As always, thanks for reading the blog. We hope you’re not upset that we’re using it as a platform to shamelessly promote our free and useful service that we built to help make your life easier.

What are your initial thoughts of this idea? Let us know what you like or dislike.

About Jeremy Porter 214 Articles
Jeremy Porter has been passionate about the intersection of public relations and journalism since studying both Public Relations and Journalism at Utica College of Syracuse University in the late 90s. Porter launched Journalistics in 2009 to share his ideas and insights around both professions and how trends and developments in modern day marketing, communications, and technology impact those working in these fields. Porter also values the traditions and history of both professions and regularly shares his perspective in these areas - and related topics geared toward the next generation of journalism and public relations professionals.

4 Comments

  1. Is this still an active pursuit? I’m an academic doing research on the journalist-public relations practitioner relationship, and a search on Twitter for the “#expert” hashtag revealed quite a bit of unrelated tweets and only a few that might be considered as legitimate information requests. I’m just curious if this is still something that was considered active.

    • Hi Richard – ExpertTweet is still an active pursuit in terms of it working as a functional prototype for a service that would allow Twitter users to find experts via Twitter using a shared Twitter account (@experttweet). Depending on what your research is about, you might find ExpertEngine more interesting (http://preview.expertengine.com). It’s an app that plans to make it easier for journalists to find sources and story ideas. Cheers!

  2. Hey Jeremy! Thanks for taking time to follow-up to the 3 yr old+ post ! I have ExpertEngine in the list of things to explore for a project on how public relations practitioners define and portray their expertise, etc. But I’m looking to do some follow-up research beyond a study that I did in the Journal of Public Relations Research on “media catching.” Here’s a link to the JPRR article if you’re interested in reading up on it: http://byronking.com/design/wp-content/uploads/2012/01/Media_catching.pdf.

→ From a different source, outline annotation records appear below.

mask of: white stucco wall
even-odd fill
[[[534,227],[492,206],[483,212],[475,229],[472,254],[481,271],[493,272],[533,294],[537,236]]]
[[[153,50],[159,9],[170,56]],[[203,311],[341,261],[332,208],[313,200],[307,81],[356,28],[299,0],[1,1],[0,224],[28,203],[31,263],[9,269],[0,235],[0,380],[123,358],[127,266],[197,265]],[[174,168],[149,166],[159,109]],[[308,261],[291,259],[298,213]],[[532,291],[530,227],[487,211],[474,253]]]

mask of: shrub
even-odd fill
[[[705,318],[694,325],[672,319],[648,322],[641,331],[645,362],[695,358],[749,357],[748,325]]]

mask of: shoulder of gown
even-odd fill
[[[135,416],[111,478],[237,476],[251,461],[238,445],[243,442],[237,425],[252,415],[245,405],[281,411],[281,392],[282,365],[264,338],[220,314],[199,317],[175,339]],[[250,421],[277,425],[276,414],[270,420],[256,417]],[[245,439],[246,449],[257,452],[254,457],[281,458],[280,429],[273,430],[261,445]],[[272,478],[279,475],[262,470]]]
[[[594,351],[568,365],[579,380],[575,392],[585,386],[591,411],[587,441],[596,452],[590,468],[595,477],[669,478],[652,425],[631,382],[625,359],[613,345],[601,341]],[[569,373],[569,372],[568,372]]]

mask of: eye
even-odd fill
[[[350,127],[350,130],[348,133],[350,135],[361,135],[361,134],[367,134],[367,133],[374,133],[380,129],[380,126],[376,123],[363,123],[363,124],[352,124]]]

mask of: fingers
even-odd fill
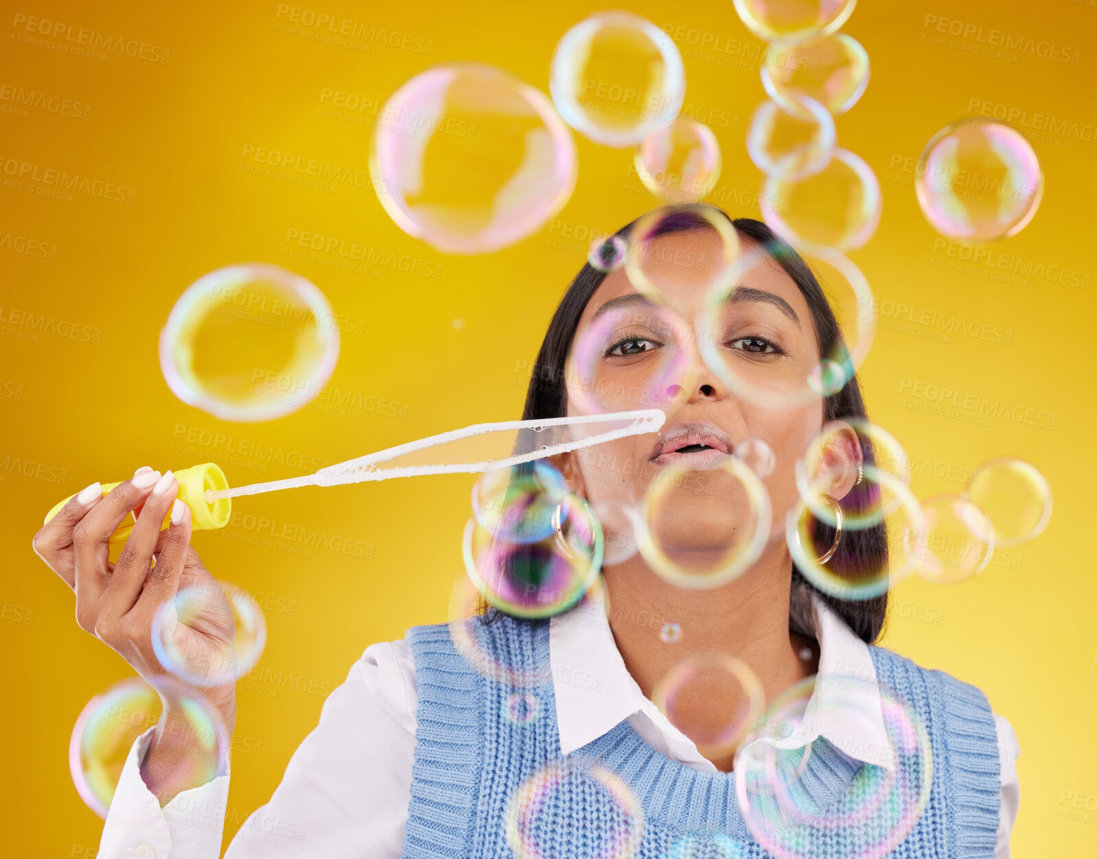
[[[114,572],[100,602],[99,613],[103,622],[117,620],[137,602],[159,541],[160,525],[178,493],[179,482],[170,471],[165,472],[152,486],[137,523],[114,563]]]
[[[160,603],[176,596],[179,578],[186,566],[191,524],[191,508],[182,501],[174,501],[171,506],[171,524],[168,527],[167,541],[156,556],[156,566],[148,574],[145,589],[138,599],[142,612],[147,612],[149,617]]]
[[[59,564],[58,555],[72,544],[72,529],[76,524],[102,499],[102,489],[97,481],[69,498],[68,504],[38,530],[31,542],[34,554],[45,561],[69,587],[76,586],[71,558]]]
[[[72,528],[76,618],[88,632],[94,633],[99,602],[106,588],[108,540],[129,511],[148,497],[159,478],[159,472],[149,471],[120,483]]]

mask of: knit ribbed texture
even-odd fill
[[[454,649],[444,624],[409,632],[419,705],[404,859],[509,859],[507,803],[545,767],[556,768],[554,788],[533,837],[545,857],[590,859],[614,834],[629,832],[627,817],[591,775],[598,771],[590,769],[595,764],[622,779],[643,807],[637,859],[770,856],[743,821],[734,776],[667,758],[627,721],[561,758],[547,621],[501,615],[479,626],[476,635],[490,662],[540,682],[516,688],[478,674]],[[879,647],[870,651],[880,682],[919,714],[934,749],[929,802],[889,857],[991,859],[1000,783],[986,698],[941,671],[919,668]],[[522,703],[517,711],[509,707],[516,696]],[[530,698],[536,699],[535,719],[507,717],[508,712],[520,715]],[[812,806],[840,814],[849,807],[850,785],[861,768],[821,737],[796,790]],[[853,855],[858,845],[849,841],[851,832],[860,830],[819,830],[812,855]]]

    I’m looking to move it beyond simply examining HARO by doing some comparative work. It sounds as if ExpertTweet is somewhat of a competitor. I was hoping it was still around because quite a bit of the competitors seem to have faded (i.e., NewsBasis).

    If I DM @ExpertTweet, do you get it? I’d love to follow up and talk more if you’re interested in the topic–and definitely on the practitioner expertise project that I’m aiming to start later this year.